Aber Arno Schmidt wusste genau, an welcher Stelle und wie die Muskelkraft der rund 50 Mühlhausener anzusetzen war, um den Baum in die Senkrechte zu bekommen.
Unter dem begeisterndem Applaus der mehr als 150 Zuschauer stand der Maibaum nach einer guten Stunde senkrecht.
Die Böllerschützen des Schützenvereins brachten ihre Freude und Begeisterung mit mehreren Salutschüssen zu Ausdruck.
Mit der Drehleiter der Freiwilligen Feuerwehr Neustadt konnten die Zunftzeichen wieder an die markierten Stellen angeschraubt werden.
Bei Blasmusik, Freibier und Bratwürstl feierten die Mühlhausener seit rund 2 ½ Jahren wieder ganz ungezwungen das erste Fest im Dorf nach der Corona-Pandemie. Alle Mühlhausener stehen hinter der Entscheidung für einen „grünen“ Maibaum. Für Manfred Gammel, langjährigen Kommandanten ist es nichts ungewöhnliches, denn „früher, als die Dorfgemeinschaft noch den Maibaum organisiert hatte, gab es nur Natur-Maibäume“. Anna Neitzert ist der Meinung „schee is a scho, aber der weißblaue is noch sheener“.

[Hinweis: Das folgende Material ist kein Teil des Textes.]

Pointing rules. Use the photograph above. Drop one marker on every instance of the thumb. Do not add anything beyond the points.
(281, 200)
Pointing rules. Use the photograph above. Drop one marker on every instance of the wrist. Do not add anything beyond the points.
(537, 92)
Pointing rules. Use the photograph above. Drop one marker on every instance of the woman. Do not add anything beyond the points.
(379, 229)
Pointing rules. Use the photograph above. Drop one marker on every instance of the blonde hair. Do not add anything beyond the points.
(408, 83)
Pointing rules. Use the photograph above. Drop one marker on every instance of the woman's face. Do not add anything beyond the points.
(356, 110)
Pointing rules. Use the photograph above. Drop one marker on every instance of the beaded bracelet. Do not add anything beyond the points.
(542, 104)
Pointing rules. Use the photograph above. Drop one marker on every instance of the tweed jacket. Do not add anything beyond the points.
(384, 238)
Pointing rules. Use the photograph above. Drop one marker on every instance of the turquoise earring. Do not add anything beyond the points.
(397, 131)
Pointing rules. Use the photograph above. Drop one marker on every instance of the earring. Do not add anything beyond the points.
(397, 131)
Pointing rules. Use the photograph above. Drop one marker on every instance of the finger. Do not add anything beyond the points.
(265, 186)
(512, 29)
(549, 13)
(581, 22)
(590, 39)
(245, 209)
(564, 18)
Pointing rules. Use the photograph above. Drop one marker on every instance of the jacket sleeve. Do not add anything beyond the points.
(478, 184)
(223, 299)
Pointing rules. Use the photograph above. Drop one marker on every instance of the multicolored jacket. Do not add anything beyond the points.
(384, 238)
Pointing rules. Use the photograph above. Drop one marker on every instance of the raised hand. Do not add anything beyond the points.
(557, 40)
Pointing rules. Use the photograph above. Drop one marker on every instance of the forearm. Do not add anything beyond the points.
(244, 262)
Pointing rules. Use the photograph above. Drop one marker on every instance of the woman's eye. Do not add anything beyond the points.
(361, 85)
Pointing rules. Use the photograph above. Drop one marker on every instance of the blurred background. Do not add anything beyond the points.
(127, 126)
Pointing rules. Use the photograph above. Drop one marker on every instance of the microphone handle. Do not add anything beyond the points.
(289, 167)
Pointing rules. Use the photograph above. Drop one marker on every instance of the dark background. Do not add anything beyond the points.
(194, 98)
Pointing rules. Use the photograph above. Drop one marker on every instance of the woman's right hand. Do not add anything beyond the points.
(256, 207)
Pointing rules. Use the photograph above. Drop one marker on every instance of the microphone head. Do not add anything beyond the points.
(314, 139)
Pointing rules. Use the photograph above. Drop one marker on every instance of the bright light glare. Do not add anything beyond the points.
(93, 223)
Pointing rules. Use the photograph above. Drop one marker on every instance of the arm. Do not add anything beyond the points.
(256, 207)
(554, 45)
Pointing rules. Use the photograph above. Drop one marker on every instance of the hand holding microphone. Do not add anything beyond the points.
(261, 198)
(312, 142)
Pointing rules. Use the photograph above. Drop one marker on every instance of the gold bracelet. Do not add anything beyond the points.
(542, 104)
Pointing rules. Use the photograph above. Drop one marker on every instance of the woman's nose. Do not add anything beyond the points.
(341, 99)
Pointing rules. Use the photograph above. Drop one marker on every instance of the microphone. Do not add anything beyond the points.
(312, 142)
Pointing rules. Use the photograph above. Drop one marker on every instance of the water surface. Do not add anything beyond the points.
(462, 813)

Bernhard Karl ist auch sehr zufrieden, denn vom „Schlagen des Baumes bis zum Aufstellen hat es nur rund 24 Stunden gedauert“. Allerdings muss der Naturbaum nach einem Jahr wieder umgelegt werden und ein weiß-blauer Baum ist doch Tradition in Mühlhausen. Deshalb wäre es für ihn schon wichtig, die Bedingungen für das „Maibaumstehlen“ in gewisser Weise festzuschreiben, damit „die dreisten Fälle“ eingeschränkt werden. Mit Spannung warten jetzt die Mühlhausener auf die Rückgabe des gestohlenen Baumstammes.